Bald weniger Kultur im Tagblatt?

Das Tagblatt wird umgebaut zur Zwei-Bund-Zeitung. Davon betroffen ist auch die Kulturberichterstattung – vermutlich. Informiert wird offiziell noch nicht.
Von  Peter Surber

Heute ist der Aufbau der Stadtausgabe und aller Regionalausgaben des St.Galler Tagblatts so: vier Mantelbünde (Ausland/Inland/Schauplatz, Focus, Sport/Wirtschaft und Ostschweiz) und ein unterschiedlich grosser Lokalteil als fünfter, manchmal auch sechster Bund.

Ab 7. Juli sieht die Zeitung so aus: zwei Mantelbünde und der Lokalteil als dritter Bund.

Eine einschneidende Änderung – auch wenn im Mantel, wie Chefredaktor Philipp Landmark auf Anfrage sagt, «sinngemäss» weiterhin dasselbe Angebot wie bisher enthalten sein soll. Der Aufbau dürfte dann etwa so aussehen: Im ersten Bund findet man Ausland-, Inland- und Wirtschaft sowie den Sport, im zweiten Bund die Ostschweiz-Seiten (samt Frontseite) sowie im Innern die bisherigen Focus-Inhalte wie Kultur, Wissenschaft und Lifestyle.

Grund: der Inseraterückgang

Auslöser für diesen Umbau ist der Inseraterückgang, bestätigt Landmark. In doppelter Hinsicht: Weniger Inserate, das bedeute zum einen weniger Material zum Füllen der vier Bünde und zum andern weniger Einnahmen. «Darauf reagieren wir mit einer gewissen Straffung des Angebots.» Als «Notlösung» will Landmark den Umbau aber nicht sehen – zwei solid gefüllte Zeitungsbünde seien in der Anmutung jedenfalls attraktiver als vier dünne Bünde.

Dennoch ist mit Widerstand zu rechnen. Leserinnen und Leser sind erfahrungsgemäss insofern konservativ, als sie die Zeitung genau so wollen, wie sie bis jetzt war, und Änderungen grundsätzlich als Verschlechterungen wahrnehmen.

Umso erstaunlicher ist es, dass das Tagblatt bereits ab 7. Juli (Ferienanfang) in neuer Gestalt erscheinen soll, die Neuerungen aber erst Mitte Juni kommuniziert werden. Die Begründung von Chefredaktor Landmark: «Wir sind noch am Erarbeiten zahlreicher Details.

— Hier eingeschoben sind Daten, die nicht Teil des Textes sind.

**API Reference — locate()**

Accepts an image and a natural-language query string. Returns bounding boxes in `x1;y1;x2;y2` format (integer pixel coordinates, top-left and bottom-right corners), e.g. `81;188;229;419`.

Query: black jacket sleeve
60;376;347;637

Erst wenn das definitive Konzept steht, wollen wir damit an die Öffentlichkeit.»

Regionkultur statt Stadtkultur?

Zu diesen Details gehören gemäss den noch internen Plänen die Kulturseiten. Sollten die Befürchtungen eintreffen, so droht in verschiedener Hinsicht eine Verschlechterung der Kultur-Berichterstattung im Blatt.

Zum einen: Focus verliert seine Bund-Aufschlagseite, damit haben auch die häufigen Kulturthemen auf der Focus-Startseite künftig einen weniger prominenten Platz.

Zum zweiten: Die Seite «Zoom» dürfte verschwinden. Sie war explizit für ein junges Lesepublikum gedacht, bewegte sich zwar oft im Seichten, war aber immer mal wieder auch für eine Überraschung gut – Geniestreiche wie der halbernst angelegte und mit Witz verschriebene Bier-Blindtest in den «Zoom»-Anfängen blieben allerdings selten.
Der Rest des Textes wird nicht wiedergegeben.